Saturday, December 31, 2016

Brotherhood and Pain - A Call for Fellowship

I learned a lot through pain as a high school wrestler. That first week of practice each year was a revelation. We would start with warmups that were more intense than an entire soccer practice, drill basic techniques and more advanced counters for 45 minutes or so (never letting the heart rate fall), and then wrestle live until it was time for conditioning. That first week, it would be somewhere during the drilling that I would hit "The Wall" - my physical limit where my body said "I can't do this anymore!" and I would have to push through with mental toughness, visualization of success, and camaraderie from my mat brothers.

Each year I would turn in homework that week with a different handwriting than the rest of the year. My entire body would be so spent from exertion and musce fatigue that no matter how I sat, some portion would be holding me up and twitching from the effort.

Gradually my wall would get pushed farther and farther back. We would do less and less of the drilling and technique and more of the live wrestling. By a month into the season, we would be managing to wrestle live for more than an hour a practice. Together we would push our walls back and fight through sore muscles, head colds, parents who wanted to overfeed us, and all the other problems life can throw at you.

Each time you got your hand raised in wrestling, it brought a compelling feeling of success. Wrestling is a mano-a-mano sport where you are each the same size. Winning means you stand victorious when all you had to rely on was yourself. It is also a team sport.

People not on the team often made fun of us for wrestling. For being homos, for wearing spandex costumes, for caring so much, and for not eating whatever we wanted like the rest of the boys in high school. I had it easy (our team was state champs all four years I was in HS, so critics were kept mostly to snide whispered comments), but I can imagine how it must have felt to have those jokes amplified.

The only other team I have heard described the way I think of my wrestling team is football. With 90 players on the roster and 11 on the field engaging in carefully choreographed plays, you must place your well-being in the hands of your brothers every time the ball is snapped.

We build bonds as men together when we sacrifice, overcome hardship, and ultimately learn that we are stronger through fellowship and mutual reliance than we ever would be alone. We need more wrestling, more football, more fellowship, and more initiations into a common brotherhood.

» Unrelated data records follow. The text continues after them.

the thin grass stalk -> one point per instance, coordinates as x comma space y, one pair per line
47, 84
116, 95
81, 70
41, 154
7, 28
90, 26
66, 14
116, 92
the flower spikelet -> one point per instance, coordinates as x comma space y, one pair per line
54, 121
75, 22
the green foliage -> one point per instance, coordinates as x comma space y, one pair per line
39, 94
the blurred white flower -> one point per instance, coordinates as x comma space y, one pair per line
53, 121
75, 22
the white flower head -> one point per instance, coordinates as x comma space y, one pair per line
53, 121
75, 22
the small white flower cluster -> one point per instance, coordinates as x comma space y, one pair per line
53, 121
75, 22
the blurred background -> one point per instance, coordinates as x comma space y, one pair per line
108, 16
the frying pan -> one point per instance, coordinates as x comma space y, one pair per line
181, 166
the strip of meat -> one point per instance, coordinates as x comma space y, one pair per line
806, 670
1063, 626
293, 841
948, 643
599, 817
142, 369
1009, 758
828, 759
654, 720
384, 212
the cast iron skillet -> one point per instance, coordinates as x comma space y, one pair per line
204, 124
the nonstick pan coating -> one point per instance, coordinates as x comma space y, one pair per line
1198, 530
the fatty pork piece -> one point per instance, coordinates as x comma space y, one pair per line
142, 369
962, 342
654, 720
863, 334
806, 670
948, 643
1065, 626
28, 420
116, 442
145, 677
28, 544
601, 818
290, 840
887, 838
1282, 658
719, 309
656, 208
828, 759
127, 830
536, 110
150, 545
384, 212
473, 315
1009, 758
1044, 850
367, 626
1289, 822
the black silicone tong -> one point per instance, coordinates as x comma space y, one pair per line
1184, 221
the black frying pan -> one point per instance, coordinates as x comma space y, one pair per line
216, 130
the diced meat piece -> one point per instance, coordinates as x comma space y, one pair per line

I do not know what form this future fellowship should take for me, I only know that I am open to it.  I will readily embrace the chance to build strong bonds with men in my life and to mentor those younger than I in their journey towards manhood. I am reminded here of two interpretations of manhood that I have considered seminal that lack this sense of mutuality - and hope to find one that does: If by Rudyard Kipling, and It Takes a Man by Chris Young.